Ich grüße Euch bei Eurer langersehnten Rückkehr in die Heimat im Namen der Sozialistischen Einheitspartei Deutschlands, die entstanden ist aus der Einigung der sozialdemokratischen und kommunistischen Partei. Damit wurde die verhängnisvolle Spaltung der Arbeiterschaft überwunden und die Einheit der Arbeiterbewegung hergestellt. Leider trifft das vorläufig nur auf die sowjetische Besatzungszone zu und nicht auf den übrigen Teil Deutschlands. Aber das wird noch kommen.

Es ist der Sozialistischen Einheitspartei Deutschlands und des großen Entgegenkommens der sowjetischen Militärverwaltung zuzuschreiben, daß es uns gelungen ist, die ersten großen Heimkehrertransporte herbeizuführen. 120 000 Kriegsgefangene sollen vorläufig aus der Sowjet-Union in die Heimat zurückkehren. Wir werden uns weiter darum bemühen, dass auch die übrigen recht bald die Gelegenheit dazu haben. Ich freue mich mit Euch, dass Ihr nicht noch lange in Quarantänelagern festgehalten werdet, sondern so schnell wie möglich zu Euren Angehörigen in die Heimat kommt.

Mit dem Eintritt in das Lager Gronenfelde seid Ihr wieder freie Menschen. Ich wünsche, daß Ihr Eure Angehörigen, Eure Frauen und Kinder, Eure Eltern und Geschwister gesund wiederfindet. Wir werden von der Partei alles tun, um Euch bei der Überwindung von vorhandenen Schwierigkeiten behilflich zu sein. Unsere Parteiorganisationen sind überall darauf eingerichtet, Euch und Euren Angehörigen zu helfen, so gut es geht. Ich wünsche Euch bei der Heimkehr alles Gute für die nächste Zeit. Wir haben unseren Organisationen die Anweisungen gegeben, bei den Behörden dahin zu wirken, daß die Heimkehrer bevorzugt polizeilich angemeldet, ihre Lebensmittelkarten und sonstige Hilfe erhalten. Es wird gewiß noch mancherlei Mängel geben, aber Ihr müßt zupacken, um sie abzustellen.

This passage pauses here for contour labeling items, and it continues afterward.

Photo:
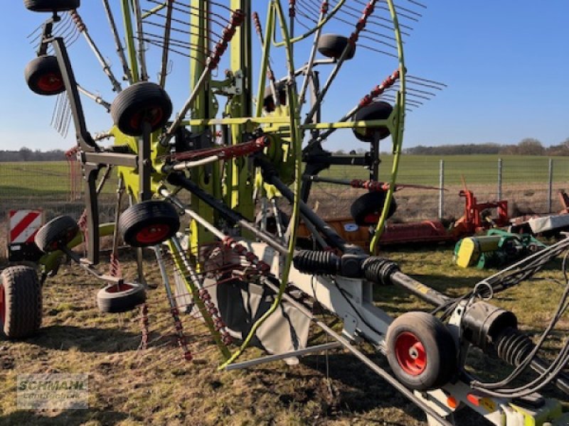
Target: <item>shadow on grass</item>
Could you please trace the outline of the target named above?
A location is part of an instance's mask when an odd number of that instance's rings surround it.
[[[124,352],[138,347],[140,334],[116,329],[52,325],[26,341],[62,351],[75,348],[81,352]]]
[[[370,358],[379,366],[390,372],[389,365],[385,357],[372,355]],[[395,408],[413,417],[417,422],[425,422],[425,413],[413,403],[408,400],[375,373],[368,370],[363,364],[356,361],[346,354],[331,354],[328,356],[328,367],[326,357],[312,355],[301,359],[305,366],[320,371],[322,374],[329,371],[329,377],[341,383],[338,397],[338,405],[348,408],[354,420],[365,424],[380,424],[388,426],[406,426],[405,421],[386,420],[385,418],[373,418],[374,410]],[[346,413],[342,410],[342,415]],[[481,415],[474,413],[467,407],[464,407],[455,413],[457,425],[461,426],[484,426],[491,425]],[[426,422],[425,422],[426,424]]]
[[[0,425],[6,426],[75,426],[89,421],[96,421],[101,425],[117,425],[129,418],[124,413],[101,411],[99,410],[69,410],[55,416],[43,415],[41,412],[33,410],[18,410],[7,415],[0,416]]]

Ihr kommt zu einer Zeit zurück, wo unser Volk vor wichtigen politischen Entscheidungen steht. Zum erstenmal seit 13 Jahren finden wieder freie Wahlen zu den Gemeindevertretungen statt. Die Sozialistische Einheitspartei Deutschlands hat sich bei der SMA darum bemüht, und auch erreicht, daß Euch als Heimkehrer das volle Wahlrecht zusteht. Es obliegt Euch die Pflicht, ernsthaft zu prüfen, welcher Partei Ihr Eure Stimme geben werdet. Viele von Euch werden vielleicht sagen; laßt uns mit der Politik zufrieden, wir haben genügend schlechte Erfahrungen damit gemacht. Das stimmt gewiß, aber jetzt steht eine sehr große Aufgabe vor unserem Volk. Jetzt soll es entscheiden, was mit Deutschland geschehen soll, wie unsere Wirtschaft aufgebaut, wie unsere Gemeinden, unser Staat demokratisch ausgebaut, wie unser Volk selbst Garantien für den Frieden, für die Demokratie, für die Einheit Deutschlands schaffen soll.

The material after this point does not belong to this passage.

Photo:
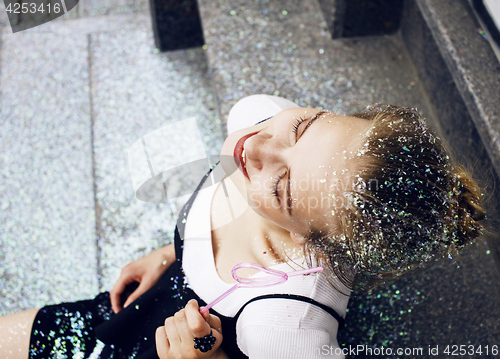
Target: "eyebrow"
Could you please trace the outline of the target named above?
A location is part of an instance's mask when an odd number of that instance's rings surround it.
[[[299,139],[302,138],[302,136],[304,136],[304,133],[306,133],[306,131],[309,129],[309,127],[311,127],[311,125],[321,115],[323,115],[326,112],[328,112],[328,111],[321,110],[318,113],[316,113],[314,116],[312,116],[311,119],[309,120],[309,123],[306,125],[306,128],[304,128],[304,131],[302,131],[302,133],[300,134]],[[290,177],[291,177],[291,172],[290,172],[290,169],[288,169],[288,178],[287,178],[287,183],[286,183],[286,189],[287,189],[286,207],[287,207],[287,210],[288,210],[288,214],[290,214],[290,216],[291,216],[292,215],[292,195],[290,193]]]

Die Gemeindewahlen sind dafür von großer Bedeutung. Es kommt darauf an, feste demokratische Mehrheiten zu schaffen, und die Arbeiterschaft muß die Führung dieser Mehrheiten übernehmen. Dafür ist die SED die zuverlässigste von allen übrigen Parteien. Sie muß deshalb auch in den Parlamenten zur stärksten Partei werden. Die SED beansprucht keineswegs ein Parteimonopol, aber sie übernimmt die große Verantwortung für die demokratische Neugestaltung Deutschlands.

Ihr findet bei Eurer Rückkehr ein anderes Deutschland vor. Viele von Euch werden ihre alten Wohnhäuser, ihre Arbeitsstätten, nur noch als Trümmerhaufen wiederfinden. Es ist ein ungeheures Elend, das von der Hitlerregierung mit ihrem Krieg über unser Volk gebracht wurde. Schon als längst klar vor aller Welt stand, daß der Krieg verloren war, wurde er von der Hitlerbande immer weiter fortgesetzt, der letzte Soldat, das letzte Haus sollte diesem Wahnsinn geopfert werden.

So hat Hitler unsere Heimat in einen Trümmerhaufen verwandelt. Millionen deutscher Menschen sind von der Hitlerregierung auf den Schlachtfeldern und in der Heimat in den Tod getrieben worden [ . . . ]. Unsere Kinder und Frauen sind unterernährt, unsere Wirtschaft deformiert. Eine ungeheure Schuldenlast ist unserem Volke aufgebürdet, alle Sparkassen- und Versicherungsgelder sind in diesem Kriege verpulvert worden.